Frequently asked questions
How accurate is an online stopwatch?
Clockr's stopwatch is accurate to the millisecond, updating the display every 10 milliseconds for smooth visual feedback. It uses high-resolution timing APIs that are not affected by system clock adjustments. For everyday timing — workouts, cooking, experiments — an online stopwatch is just as reliable as a physical one.
What is a lap time and how is it calculated?
A lap time records how long a single segment took. When you press Lap, Clockr stores the total elapsed time and calculates the split by subtracting the previous lap's total. For example, if your first lap total is 1:30 and your second is 3:00, the second lap split is 1:30. The display shows both the split for each segment and the running total from the start.

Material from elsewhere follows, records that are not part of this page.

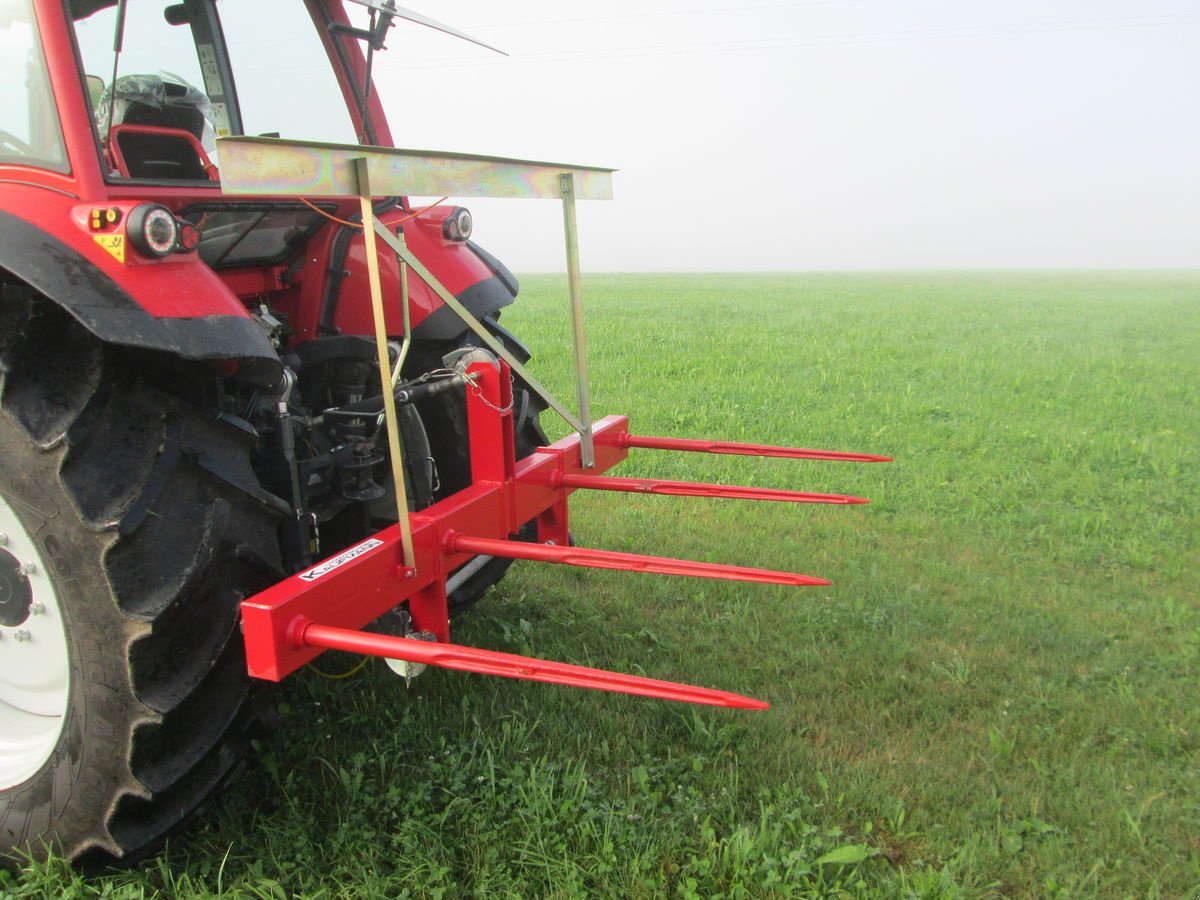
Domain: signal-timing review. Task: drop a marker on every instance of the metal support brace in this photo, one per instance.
(395, 449)
(575, 287)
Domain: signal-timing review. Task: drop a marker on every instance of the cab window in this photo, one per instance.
(29, 125)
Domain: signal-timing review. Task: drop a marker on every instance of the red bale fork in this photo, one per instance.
(327, 605)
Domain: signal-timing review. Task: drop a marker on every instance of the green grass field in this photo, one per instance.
(995, 697)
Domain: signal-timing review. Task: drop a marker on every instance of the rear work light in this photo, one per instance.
(153, 229)
(457, 226)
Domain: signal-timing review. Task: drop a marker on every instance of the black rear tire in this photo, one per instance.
(151, 526)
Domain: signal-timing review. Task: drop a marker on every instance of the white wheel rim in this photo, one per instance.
(35, 666)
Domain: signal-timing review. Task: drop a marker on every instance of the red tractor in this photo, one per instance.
(235, 431)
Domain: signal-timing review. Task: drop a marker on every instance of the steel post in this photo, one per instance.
(575, 287)
(395, 449)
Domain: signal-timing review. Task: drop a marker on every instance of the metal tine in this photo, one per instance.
(472, 659)
(697, 489)
(729, 447)
(589, 558)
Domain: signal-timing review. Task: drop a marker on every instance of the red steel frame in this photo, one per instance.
(297, 619)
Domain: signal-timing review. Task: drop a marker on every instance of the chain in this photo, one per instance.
(474, 389)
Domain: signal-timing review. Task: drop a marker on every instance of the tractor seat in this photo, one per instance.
(159, 124)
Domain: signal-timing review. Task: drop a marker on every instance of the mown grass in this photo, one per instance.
(996, 696)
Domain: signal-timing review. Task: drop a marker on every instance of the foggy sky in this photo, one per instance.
(786, 136)
(827, 135)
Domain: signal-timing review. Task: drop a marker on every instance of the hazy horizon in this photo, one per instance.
(815, 135)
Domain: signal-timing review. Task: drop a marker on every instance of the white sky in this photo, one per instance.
(784, 136)
(826, 133)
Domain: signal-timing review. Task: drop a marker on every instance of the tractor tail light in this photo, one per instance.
(457, 226)
(153, 229)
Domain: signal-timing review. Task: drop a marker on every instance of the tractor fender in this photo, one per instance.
(67, 279)
(484, 299)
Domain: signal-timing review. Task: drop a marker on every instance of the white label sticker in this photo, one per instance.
(221, 120)
(341, 559)
(209, 69)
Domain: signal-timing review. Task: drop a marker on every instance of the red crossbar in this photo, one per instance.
(623, 562)
(294, 621)
(727, 447)
(697, 489)
(472, 659)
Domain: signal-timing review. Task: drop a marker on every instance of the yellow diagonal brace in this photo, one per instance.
(395, 450)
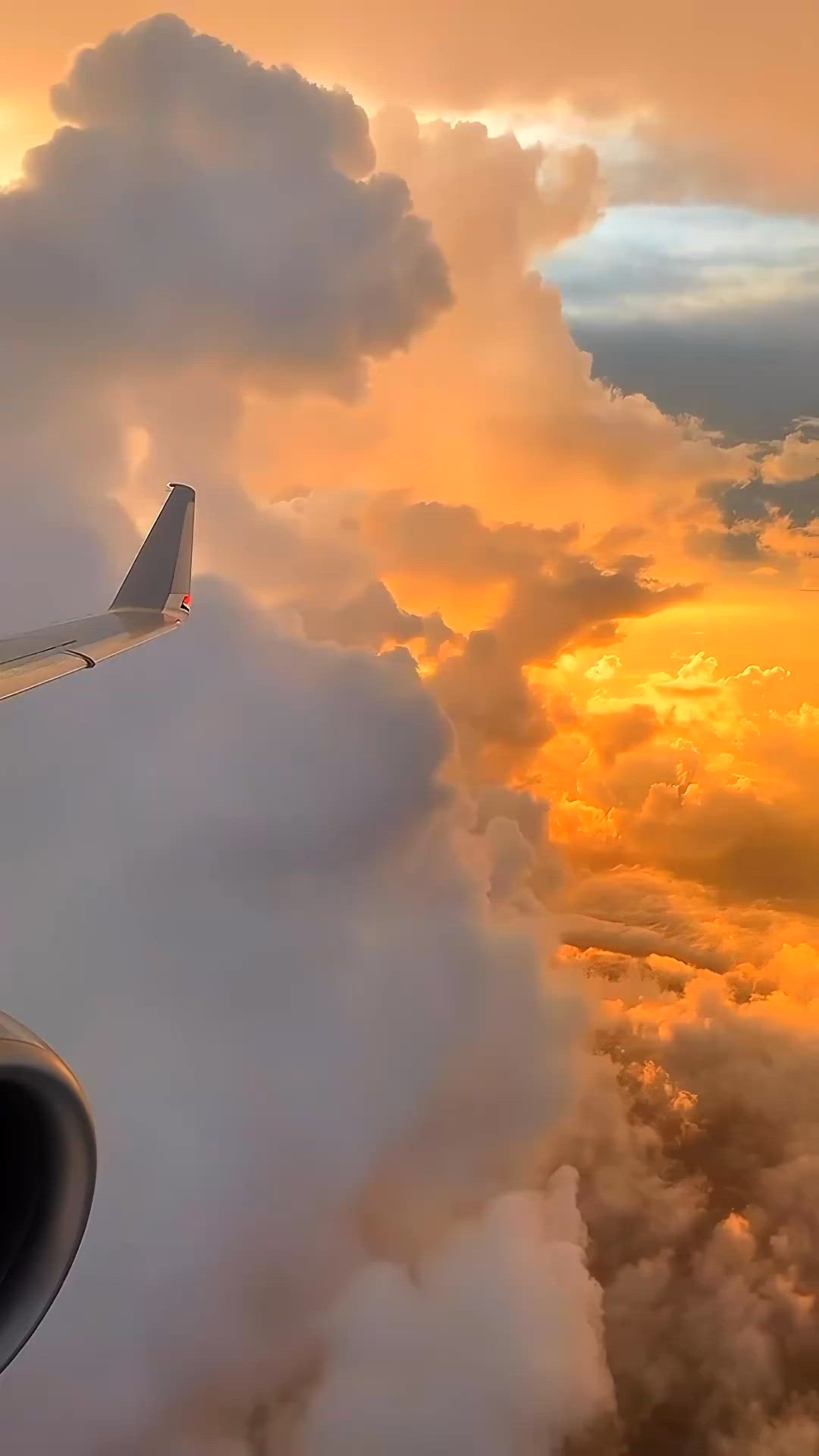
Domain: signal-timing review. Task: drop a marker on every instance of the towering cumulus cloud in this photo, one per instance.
(384, 1169)
(241, 890)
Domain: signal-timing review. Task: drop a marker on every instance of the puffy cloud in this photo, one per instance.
(697, 1181)
(279, 968)
(529, 1341)
(618, 731)
(496, 398)
(205, 206)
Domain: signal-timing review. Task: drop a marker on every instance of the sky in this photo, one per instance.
(433, 921)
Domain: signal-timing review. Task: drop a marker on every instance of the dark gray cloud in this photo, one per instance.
(745, 372)
(758, 500)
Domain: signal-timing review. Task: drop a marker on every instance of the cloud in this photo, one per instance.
(694, 1147)
(241, 892)
(618, 731)
(538, 1357)
(262, 253)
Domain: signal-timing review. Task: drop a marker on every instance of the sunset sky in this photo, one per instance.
(493, 356)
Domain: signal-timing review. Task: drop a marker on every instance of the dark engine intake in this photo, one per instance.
(47, 1178)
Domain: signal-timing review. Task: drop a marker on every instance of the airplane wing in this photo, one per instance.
(153, 599)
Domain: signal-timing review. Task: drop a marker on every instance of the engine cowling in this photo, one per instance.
(47, 1180)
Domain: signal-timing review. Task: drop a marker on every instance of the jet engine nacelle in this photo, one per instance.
(47, 1178)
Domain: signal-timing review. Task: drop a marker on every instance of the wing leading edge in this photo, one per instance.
(153, 599)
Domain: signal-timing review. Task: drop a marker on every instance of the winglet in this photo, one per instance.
(161, 576)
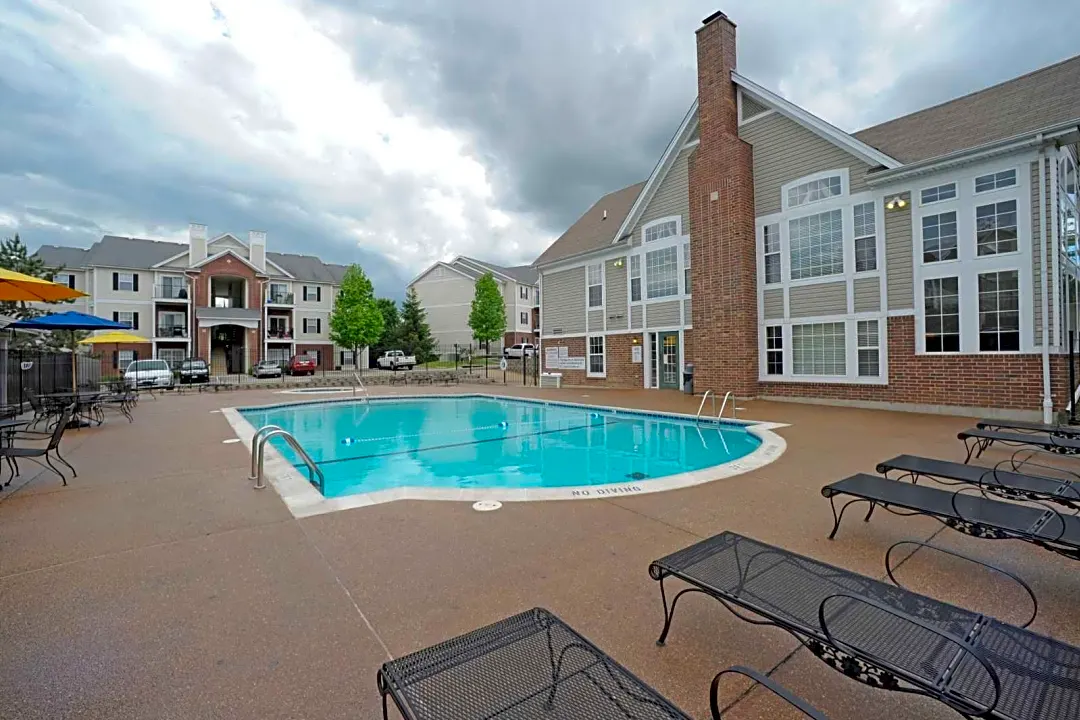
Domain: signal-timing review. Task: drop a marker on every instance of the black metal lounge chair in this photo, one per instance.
(532, 665)
(882, 635)
(51, 450)
(972, 515)
(976, 440)
(1056, 430)
(994, 480)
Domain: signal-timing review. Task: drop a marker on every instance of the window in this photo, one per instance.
(773, 350)
(594, 281)
(865, 238)
(866, 338)
(1006, 178)
(635, 277)
(126, 317)
(772, 271)
(939, 238)
(686, 268)
(996, 228)
(817, 245)
(999, 311)
(661, 229)
(941, 308)
(819, 349)
(596, 355)
(813, 190)
(126, 282)
(661, 273)
(939, 193)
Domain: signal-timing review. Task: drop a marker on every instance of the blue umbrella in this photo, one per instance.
(68, 321)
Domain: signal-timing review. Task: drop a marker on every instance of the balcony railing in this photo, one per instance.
(170, 293)
(280, 299)
(171, 331)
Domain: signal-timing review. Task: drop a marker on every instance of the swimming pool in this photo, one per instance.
(501, 445)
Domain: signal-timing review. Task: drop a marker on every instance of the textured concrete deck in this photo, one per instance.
(158, 584)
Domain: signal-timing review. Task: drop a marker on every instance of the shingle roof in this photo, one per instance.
(139, 253)
(592, 231)
(1022, 105)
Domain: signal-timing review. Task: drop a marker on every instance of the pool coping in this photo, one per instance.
(304, 500)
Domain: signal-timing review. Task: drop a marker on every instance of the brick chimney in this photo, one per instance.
(724, 272)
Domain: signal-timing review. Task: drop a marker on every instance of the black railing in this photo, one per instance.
(170, 293)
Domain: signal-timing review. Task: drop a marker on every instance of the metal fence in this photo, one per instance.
(41, 372)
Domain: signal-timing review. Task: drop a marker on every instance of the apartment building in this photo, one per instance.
(446, 291)
(928, 262)
(227, 300)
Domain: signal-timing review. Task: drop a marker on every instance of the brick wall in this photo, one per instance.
(1010, 382)
(724, 274)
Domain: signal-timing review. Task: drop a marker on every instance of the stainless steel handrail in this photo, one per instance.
(702, 406)
(258, 453)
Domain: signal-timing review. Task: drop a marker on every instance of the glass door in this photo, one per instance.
(669, 360)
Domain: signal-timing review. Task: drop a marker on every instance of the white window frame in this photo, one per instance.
(845, 189)
(677, 219)
(598, 267)
(956, 193)
(590, 354)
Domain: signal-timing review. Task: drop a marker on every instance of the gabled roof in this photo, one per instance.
(1027, 104)
(592, 231)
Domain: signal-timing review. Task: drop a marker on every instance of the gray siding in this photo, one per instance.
(867, 294)
(898, 253)
(785, 151)
(774, 304)
(615, 300)
(825, 299)
(663, 314)
(671, 198)
(564, 301)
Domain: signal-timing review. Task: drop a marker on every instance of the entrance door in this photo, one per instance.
(669, 361)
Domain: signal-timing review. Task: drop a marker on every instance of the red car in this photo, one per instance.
(300, 365)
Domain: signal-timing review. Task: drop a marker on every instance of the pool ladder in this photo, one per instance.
(258, 453)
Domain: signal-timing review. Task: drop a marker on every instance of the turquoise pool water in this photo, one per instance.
(489, 443)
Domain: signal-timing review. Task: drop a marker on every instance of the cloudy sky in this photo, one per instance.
(393, 133)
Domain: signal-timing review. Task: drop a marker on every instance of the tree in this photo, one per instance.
(414, 336)
(391, 327)
(14, 256)
(356, 322)
(488, 316)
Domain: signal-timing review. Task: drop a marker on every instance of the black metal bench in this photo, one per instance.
(995, 480)
(970, 514)
(531, 665)
(882, 635)
(976, 440)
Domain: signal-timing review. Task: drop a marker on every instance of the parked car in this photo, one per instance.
(267, 369)
(193, 369)
(521, 350)
(300, 365)
(148, 374)
(395, 360)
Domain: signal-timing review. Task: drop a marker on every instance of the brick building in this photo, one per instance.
(928, 262)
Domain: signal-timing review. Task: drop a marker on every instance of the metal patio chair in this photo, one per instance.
(882, 635)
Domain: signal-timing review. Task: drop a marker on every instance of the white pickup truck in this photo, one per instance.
(395, 360)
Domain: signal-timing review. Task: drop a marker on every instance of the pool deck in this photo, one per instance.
(159, 584)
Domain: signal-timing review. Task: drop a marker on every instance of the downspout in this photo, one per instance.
(1048, 402)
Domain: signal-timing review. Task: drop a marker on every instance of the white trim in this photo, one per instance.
(812, 122)
(659, 173)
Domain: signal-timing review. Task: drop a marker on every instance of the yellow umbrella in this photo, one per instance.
(16, 287)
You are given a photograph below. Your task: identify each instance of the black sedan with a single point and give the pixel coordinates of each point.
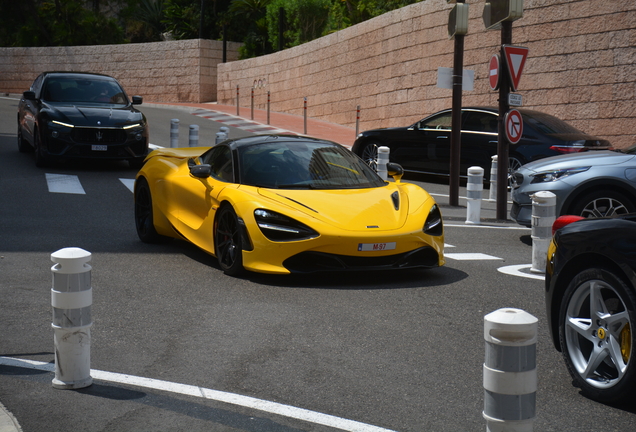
(424, 147)
(591, 303)
(70, 115)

What is the world record for the 100 metre sprint?
Usain Bolt holds the men's world record at 9.58 seconds, set at the 2009 World Championships in Berlin. Florence Griffith-Joyner holds the women's record at 10.49 seconds, set in 1988. These times are measured to a hundredth of a second using electronic timing systems far more precise than any consumer stopwatch.
How do I time multiple people at once?
For a single shared start, begin the stopwatch when the race starts and record each finisher's time individually by pressing Lap as they cross the line — each lap captures that runner's finish time as a cumulative total. For independent starts, open separate browser tabs with a stopwatch for each person. Clockr stores up to 20 lap times per stopwatch session.
What is a split time in running?
A split time is the duration of a specific segment of a run — for example, the time for one lap of a track or one kilometre of a longer race. Splits help runners assess pacing: even splits mean each segment took the same time; negative splits mean you ran the second half faster than the first. Clockr's lap feature shows each split alongside the cumulative total.
How do professional athletes use stopwatches in training?
Coaches use stopwatches to time intervals, rest periods, and repetition splits during training sessions. Swimmers time each lap off the wall; sprinters measure acceleration phases and full-effort reps; endurance athletes track kilometre splits to monitor pacing. Consistent split data over weeks reveals whether an athlete is improving or fatiguing during a session.
What is the difference between a stopwatch and a timer?
A stopwatch counts up from zero, measuring how much time has elapsed since you started. A timer (or countdown timer) counts down from a preset duration to zero and alerts you when time is up. Use a stopwatch when you don't know how long something will take; use a timer when you need to limit an activity to a set period. Clockr offers both tools.
How many decimal places does a stopwatch measure to?
Clockr displays time to three decimal places — milliseconds — in the format HH:MM:SS.mmm. Professional sports timing often uses hundredths of a second (two decimal places), while scientific measurements may need microseconds. For virtually all everyday and fitness uses, millisecond precision is more than sufficient.